Some, citing the Administration of Criminal Justice Act have called these judicial officers common criminals, pontificating that they are equal before the law. Thankfully, I was a member of the team that produced the Act. I have checked through it, searching my memoirs with the sole question: was the Administration of Criminal Justice Act intended and or enacted to be superior to the constitution? Will any such section of the ACT not be declared null and void and of no effect? Put more clearly, if the constitution provides and put the discipline of judicial officers in the hands of the NJC alone, how does the provision of the Administration of Criminal Justice Act come in? How does the DSS, which is an inferior organ to the NJC (being a creation of statute, as against the constitution) come in?

We need to be clear on this; whereas the Nigerian police and all the other bodies in the constitution, derives their life and existence from the constitution, the DSS does not enjoy such luxury.

Its attempt therefore to usurp the powers and functions of the Police, and or the NJC is a breach of our grand norm, the equivalent to a coup d’état. The argument therefore that this abuse and breach is exigent and therefore should not be questioned is “ouster clause”, seeking to re-enter into our body polity through the back door. That a section of the media and those who ought to know better are applauding this coup is a throwback to the dark years, we should be ashamed of.

Already, some well-meaning individuals are beginning to worry, wondering if all the efforts put into this media trial, conviction and sentencing is all about corruption and nothing more? Cross check on these facts again on those arrested: 1. Two Justices of the Supreme Court. 2. One Justice of the Court of Appeal 3. Three Judges of various State High Courts 4. One Judge of the Federal High Court 5. One Judge of the Federal High Court whose house broken into in his absence. Of these numbers, the NJC stated (without contradiction yet) that there is no compliant against two of the Supreme Court Justices.

The DSS could not prove their case against Justice Pindiga of the High Court, Gombe State and therefore thrown out. The one from the Federal High Court has his complaint still been investigated. The other two have been disciplined and recommended for removal as judicial officers with a call to the Police to take it up from there. If as the NJC asserted, there is no compliant against the Supreme Court Justices from any quarters, including the DSS, on what was the infraction of their rights based?

If the other two have been recommended for removal as judicial officers by NJC awaiting executive action, on what basis are they accusing the NJC of shielding corrupt officers? If NJC did not find the other officers culpable, is the DSS intransigence not giving the meaning of trying to arm twist the NJC to have their way contrary to constitutional provisions?

If only one of such complaints is pending before the NJC, would the DSS have lost anything by waiting and abiding till its outcome? All these questions are anchored on whether the DSS have the constitutional powers they are exhibiting ab initio.

As many of such questions agitate the mind, one cannot but reflect on the very important office of the Attorney General, the only ministerial office created by the constitution, as the go-between. By my understanding, he should have a deep understanding of the workings and constraints of the Judiciary, which includes the NJC, as well as the Executive, and all the other arm of government.

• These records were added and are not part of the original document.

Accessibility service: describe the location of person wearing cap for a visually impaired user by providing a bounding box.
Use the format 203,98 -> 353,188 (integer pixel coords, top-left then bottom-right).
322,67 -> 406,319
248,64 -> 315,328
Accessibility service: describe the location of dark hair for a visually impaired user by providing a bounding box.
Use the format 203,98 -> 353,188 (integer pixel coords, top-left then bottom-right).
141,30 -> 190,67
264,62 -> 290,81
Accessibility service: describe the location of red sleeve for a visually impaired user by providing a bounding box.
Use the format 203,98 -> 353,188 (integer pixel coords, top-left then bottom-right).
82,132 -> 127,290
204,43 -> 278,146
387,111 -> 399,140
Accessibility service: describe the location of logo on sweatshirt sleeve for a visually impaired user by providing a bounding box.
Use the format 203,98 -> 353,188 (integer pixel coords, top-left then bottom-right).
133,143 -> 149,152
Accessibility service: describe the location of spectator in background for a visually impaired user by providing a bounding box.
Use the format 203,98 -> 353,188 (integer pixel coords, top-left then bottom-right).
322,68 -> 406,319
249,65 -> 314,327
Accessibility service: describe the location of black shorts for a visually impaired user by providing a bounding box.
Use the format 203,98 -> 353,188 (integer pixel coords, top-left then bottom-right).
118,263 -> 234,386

One of such constraints is that NJC members are not full time functionaries. They rather do the NJC work in addition to their other constitutional duties. In times like this, he should rise to the occasion. He should remember that while he owes a duty today to his employers, he owes a life long duty under the Legal Practitioners Act to the Courts, and all that they represent . That is because all his privileges flow from there.

Okeke is a Lagos based Attorney at Law.